Eu venho de uma família com duas irmãs e um irmão. Tinha uma grande vontade que tudo se passasse bem entre os irmãos do filme. O que é bonito de ver é como, apesar de virem de meios tão distantes, podem contruir uma relação de amor fraternal. E tive a sorte de ter dois atores que se entenderam muito bem. Com as suas diferenças, mas cúmplices. Foi muito agradável trabalhar com eles e ver como construíram essa relação.
Apesar de tudo, o mundo de Jimmy, o “irmão pobre”, parece interessá-lo mais.

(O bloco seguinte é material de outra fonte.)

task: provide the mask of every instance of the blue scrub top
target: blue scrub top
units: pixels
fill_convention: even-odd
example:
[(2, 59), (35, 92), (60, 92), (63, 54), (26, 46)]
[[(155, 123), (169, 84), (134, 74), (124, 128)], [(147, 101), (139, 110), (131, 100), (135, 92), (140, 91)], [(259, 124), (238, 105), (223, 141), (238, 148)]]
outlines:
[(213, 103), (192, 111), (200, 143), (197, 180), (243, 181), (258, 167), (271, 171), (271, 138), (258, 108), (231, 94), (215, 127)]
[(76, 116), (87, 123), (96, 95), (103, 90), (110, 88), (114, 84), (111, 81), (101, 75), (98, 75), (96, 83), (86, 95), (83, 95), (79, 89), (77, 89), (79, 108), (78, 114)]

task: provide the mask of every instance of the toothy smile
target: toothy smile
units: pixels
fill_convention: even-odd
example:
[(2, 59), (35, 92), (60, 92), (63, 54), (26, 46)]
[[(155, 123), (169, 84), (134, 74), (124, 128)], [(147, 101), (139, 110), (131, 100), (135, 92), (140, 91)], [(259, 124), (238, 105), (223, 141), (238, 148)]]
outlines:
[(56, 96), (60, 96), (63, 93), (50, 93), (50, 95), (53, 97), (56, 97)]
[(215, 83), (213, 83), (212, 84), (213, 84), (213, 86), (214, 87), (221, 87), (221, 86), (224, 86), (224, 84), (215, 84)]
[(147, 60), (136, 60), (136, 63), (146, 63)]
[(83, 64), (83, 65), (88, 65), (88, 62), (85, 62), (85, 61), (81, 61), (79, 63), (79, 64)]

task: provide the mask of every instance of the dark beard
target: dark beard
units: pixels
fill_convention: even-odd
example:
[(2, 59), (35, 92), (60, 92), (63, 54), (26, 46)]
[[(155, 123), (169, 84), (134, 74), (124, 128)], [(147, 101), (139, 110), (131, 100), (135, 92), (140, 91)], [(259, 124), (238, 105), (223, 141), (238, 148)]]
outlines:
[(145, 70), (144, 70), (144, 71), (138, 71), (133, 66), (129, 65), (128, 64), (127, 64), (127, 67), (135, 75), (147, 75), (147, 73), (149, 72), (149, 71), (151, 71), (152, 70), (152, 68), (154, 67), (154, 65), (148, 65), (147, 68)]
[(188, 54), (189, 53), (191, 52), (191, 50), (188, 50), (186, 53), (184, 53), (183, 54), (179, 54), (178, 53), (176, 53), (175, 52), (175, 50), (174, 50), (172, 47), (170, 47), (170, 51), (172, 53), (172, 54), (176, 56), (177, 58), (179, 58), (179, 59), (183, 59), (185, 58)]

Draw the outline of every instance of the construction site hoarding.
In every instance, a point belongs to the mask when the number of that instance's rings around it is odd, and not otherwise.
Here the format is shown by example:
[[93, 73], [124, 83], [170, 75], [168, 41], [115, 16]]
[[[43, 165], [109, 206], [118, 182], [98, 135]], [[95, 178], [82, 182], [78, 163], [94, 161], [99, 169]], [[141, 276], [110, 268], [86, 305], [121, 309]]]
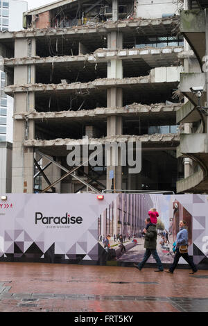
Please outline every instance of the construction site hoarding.
[[[153, 207], [162, 263], [173, 261], [179, 223], [185, 221], [189, 254], [208, 267], [207, 196], [196, 194], [2, 194], [0, 261], [130, 266], [144, 256], [143, 230]], [[104, 248], [107, 234], [115, 257]]]

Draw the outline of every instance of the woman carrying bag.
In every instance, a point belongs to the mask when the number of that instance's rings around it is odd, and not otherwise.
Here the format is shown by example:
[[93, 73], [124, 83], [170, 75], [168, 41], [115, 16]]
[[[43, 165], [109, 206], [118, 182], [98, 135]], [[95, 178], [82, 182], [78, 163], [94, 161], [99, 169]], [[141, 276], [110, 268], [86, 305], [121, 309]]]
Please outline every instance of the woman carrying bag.
[[190, 267], [192, 269], [192, 272], [189, 274], [194, 274], [197, 272], [198, 269], [193, 260], [189, 256], [188, 254], [188, 231], [187, 230], [187, 222], [185, 221], [181, 221], [179, 223], [180, 231], [177, 234], [176, 239], [176, 251], [174, 258], [174, 261], [171, 266], [170, 268], [168, 271], [166, 271], [167, 273], [171, 273], [173, 274], [173, 271], [176, 268], [180, 257], [182, 257], [189, 264]]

Dramaticamente, era mais interessante deslocalizar o chefe de orquestra e não o contrário. Vê-lo aterrar, por assim dizer, na vida a sério, no mundo real. Conhecer aquelas pessoas de verdade e não só através das notícias dos jornais ou das televisões. E é um terreno humano mais rico.

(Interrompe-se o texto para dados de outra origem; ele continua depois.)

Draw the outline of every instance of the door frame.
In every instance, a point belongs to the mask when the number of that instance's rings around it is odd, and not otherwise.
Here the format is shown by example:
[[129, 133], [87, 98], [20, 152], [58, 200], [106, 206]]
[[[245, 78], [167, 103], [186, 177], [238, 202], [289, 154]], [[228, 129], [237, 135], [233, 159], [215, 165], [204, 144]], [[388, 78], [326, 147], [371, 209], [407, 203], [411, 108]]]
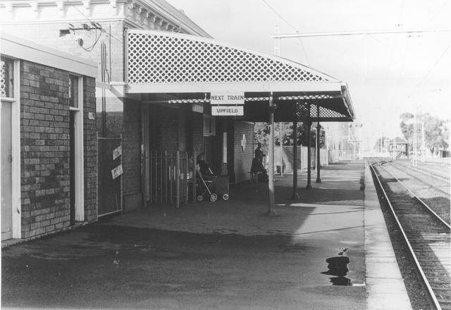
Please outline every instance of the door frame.
[[[75, 221], [85, 221], [85, 169], [83, 147], [83, 77], [70, 73], [70, 75], [78, 78], [78, 107], [69, 107], [70, 111], [75, 113]], [[70, 113], [70, 112], [69, 112]], [[70, 193], [72, 194], [72, 193]]]
[[[13, 97], [2, 97], [1, 101], [9, 102], [11, 105], [11, 157], [13, 158], [11, 162], [11, 237], [13, 239], [20, 239], [22, 237], [20, 219], [22, 208], [20, 204], [20, 61], [19, 59], [13, 59], [13, 75], [14, 82]], [[1, 170], [0, 178], [1, 178]], [[1, 191], [0, 187], [0, 196]]]

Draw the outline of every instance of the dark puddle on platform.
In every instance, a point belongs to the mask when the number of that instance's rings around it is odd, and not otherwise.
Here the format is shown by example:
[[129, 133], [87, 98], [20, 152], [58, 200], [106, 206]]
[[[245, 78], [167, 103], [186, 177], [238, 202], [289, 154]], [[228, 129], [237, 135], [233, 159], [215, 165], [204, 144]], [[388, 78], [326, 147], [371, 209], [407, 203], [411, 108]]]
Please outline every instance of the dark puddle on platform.
[[349, 269], [347, 264], [350, 264], [350, 259], [346, 256], [329, 257], [326, 260], [328, 264], [327, 271], [322, 272], [323, 275], [335, 275], [335, 278], [330, 278], [333, 285], [352, 286], [351, 279], [346, 278]]

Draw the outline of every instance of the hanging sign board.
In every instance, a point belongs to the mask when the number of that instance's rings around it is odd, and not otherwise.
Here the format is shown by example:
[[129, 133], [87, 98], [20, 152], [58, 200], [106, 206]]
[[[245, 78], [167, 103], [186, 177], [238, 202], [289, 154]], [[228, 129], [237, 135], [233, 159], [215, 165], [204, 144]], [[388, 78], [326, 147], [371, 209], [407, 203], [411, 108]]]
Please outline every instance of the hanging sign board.
[[212, 92], [210, 94], [210, 104], [233, 106], [245, 104], [244, 92]]
[[243, 106], [211, 106], [213, 116], [242, 116], [245, 115]]
[[113, 160], [114, 161], [121, 155], [122, 155], [122, 145], [119, 145], [118, 147], [113, 150]]
[[116, 179], [123, 173], [123, 170], [122, 170], [122, 164], [111, 170], [111, 176], [113, 177], [113, 180]]

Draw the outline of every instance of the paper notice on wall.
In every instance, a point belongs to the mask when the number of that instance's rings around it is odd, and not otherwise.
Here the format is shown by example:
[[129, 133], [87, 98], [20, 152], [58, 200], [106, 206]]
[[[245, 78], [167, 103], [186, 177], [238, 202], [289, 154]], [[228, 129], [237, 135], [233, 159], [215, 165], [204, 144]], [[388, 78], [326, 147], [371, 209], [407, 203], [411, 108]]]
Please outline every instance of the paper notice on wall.
[[121, 155], [122, 155], [122, 145], [119, 145], [113, 150], [113, 160], [115, 160]]
[[111, 170], [111, 175], [113, 176], [113, 180], [116, 179], [123, 173], [123, 170], [122, 170], [122, 164], [121, 164]]

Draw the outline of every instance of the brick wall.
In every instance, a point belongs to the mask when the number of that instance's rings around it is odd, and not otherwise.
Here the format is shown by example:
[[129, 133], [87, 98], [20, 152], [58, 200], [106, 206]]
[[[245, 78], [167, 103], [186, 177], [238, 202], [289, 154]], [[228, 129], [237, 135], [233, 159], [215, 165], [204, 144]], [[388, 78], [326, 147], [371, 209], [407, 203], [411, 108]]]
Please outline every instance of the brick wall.
[[[108, 54], [108, 67], [109, 67], [111, 56], [112, 68], [110, 73], [111, 80], [113, 81], [123, 81], [123, 22], [121, 20], [100, 22], [100, 24], [107, 32], [109, 32], [111, 26], [111, 36], [113, 36], [113, 38], [111, 39], [111, 51], [109, 49], [110, 37], [105, 33], [101, 34], [100, 39], [99, 39], [92, 49], [88, 49], [87, 51], [80, 46], [75, 41], [75, 39], [82, 38], [84, 42], [83, 47], [88, 48], [95, 42], [95, 30], [75, 30], [75, 35], [70, 34], [60, 36], [60, 30], [68, 29], [69, 25], [68, 23], [73, 22], [2, 25], [1, 27], [2, 31], [6, 33], [99, 63], [98, 80], [100, 80], [101, 72], [100, 46], [101, 42], [105, 42]], [[76, 27], [78, 27], [80, 25], [80, 23], [74, 23], [74, 25]], [[99, 33], [100, 32], [98, 31], [97, 37]]]
[[124, 210], [142, 205], [141, 193], [141, 104], [124, 100], [123, 134]]
[[[69, 73], [29, 61], [20, 65], [22, 236], [69, 226]], [[94, 79], [84, 82], [85, 221], [96, 218], [97, 140]]]
[[[254, 157], [254, 149], [255, 149], [254, 123], [235, 122], [234, 127], [235, 182], [239, 183], [249, 179], [249, 171], [251, 169], [252, 158]], [[241, 140], [243, 134], [246, 135], [246, 147], [244, 151], [241, 147]]]

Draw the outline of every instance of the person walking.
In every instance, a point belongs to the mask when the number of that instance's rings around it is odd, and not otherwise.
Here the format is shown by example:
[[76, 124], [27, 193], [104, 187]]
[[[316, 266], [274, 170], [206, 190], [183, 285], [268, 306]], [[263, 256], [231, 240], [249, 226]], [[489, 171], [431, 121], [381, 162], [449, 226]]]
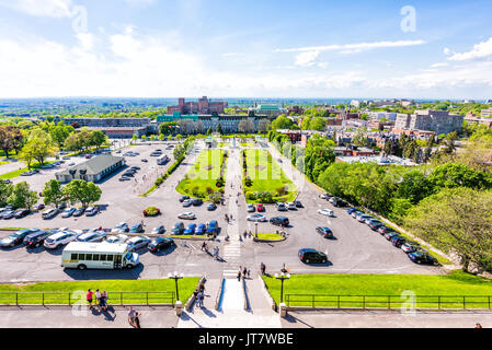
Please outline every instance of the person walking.
[[92, 295], [94, 294], [93, 291], [91, 291], [91, 289], [88, 289], [88, 292], [85, 294], [85, 300], [89, 303], [89, 310], [92, 310]]

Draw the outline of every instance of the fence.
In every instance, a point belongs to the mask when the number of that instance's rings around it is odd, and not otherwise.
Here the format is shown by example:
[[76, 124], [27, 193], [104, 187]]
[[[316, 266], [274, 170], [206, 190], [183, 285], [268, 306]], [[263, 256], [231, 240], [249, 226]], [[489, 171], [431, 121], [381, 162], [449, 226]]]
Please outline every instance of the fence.
[[[174, 304], [174, 292], [108, 292], [110, 305]], [[95, 299], [95, 295], [93, 296]], [[0, 305], [73, 305], [87, 303], [85, 292], [1, 292]]]
[[287, 306], [332, 308], [435, 308], [435, 310], [491, 310], [492, 295], [327, 295], [285, 294]]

A banda filarmónica representa também os laços comunitários que existem nas pequenas localidades.
Com aquelas bandas há mais ligações sociais, mais possíveis interações. Há o prazer de fazer música em conjunto, mas há também uma necessidade social.
Tem mantido contactos com a comunidade onde filmou?
O Presidente da Câmara fez-nos cidadãos honorários da vila. Estivemos lá e fomos acolhidos numa grande cerimónia. A banda filarmónica tocou. O filme foi um acontecimento extraordinário para a vila de Lallaing, no norte de França e voltei a sentir o calor humano com que sempre nos acolheram. Foi muito tocante.
Como é que se integrou naquele mundo das bandas filarmónicas?
Sabia da sua existência, mas não conhecia nada sobre as filarmónicas. Claro que fiz as minhas pesquisas, vi vários documentários, mas foi ao contactar as pessoas de várias bandas que pude sentir a realidade daquela existência, da sua maneira de ser. Foi um grande prazer, fiz grandes amigos.
Podemos dizer que as filarmonias são também um local de resistência?
Sim. As bandas de música são um meio de resistência ao mundo digital. À desmaterialização do nosso mundo. Ao individualismo. É uma forma de continuar a cultivar as relações humanas. De fazer coisas em conjunto, tão simples como isso. E uma forma de procurar uma transcendência, através da beleza da música. Quando os encontro tenho a impressão que é algo de vital para eles.
O sucesso do filme tem-lhes dado uma imensa projeção, imagino.
Sim, e acho que muito mais gente se lhes devia juntar. Muitas destas filarmónicas têm as suas próprias escolas. São amadores, benévolos, que fazem formação, a crianças e a adultos. Mesmo pessoas de uma certa idade chegam lá com o desejo de aprender a tocar, por exemplo, flauta, e dois anos depois já tocam algumas coisas. Acho isto magnífico.
Também serve para esquecer alguma dureza da vida…
Sim, muitas destas filarmónicas estão situadas em regiões que sofrem muito, económica e socialmente. Para muita desta gente, é uma razão de viver.
O filme é um dos bons sucessos recentes do cinema francês.
Foi bem recebido pela imprensa, pelas pessoas do meio e pelo público. É o sonho de qualquer um. Também ganhou o prémio do público em muitos festivais. E recebo mensagens de muita gente. É um grande reconhecimento.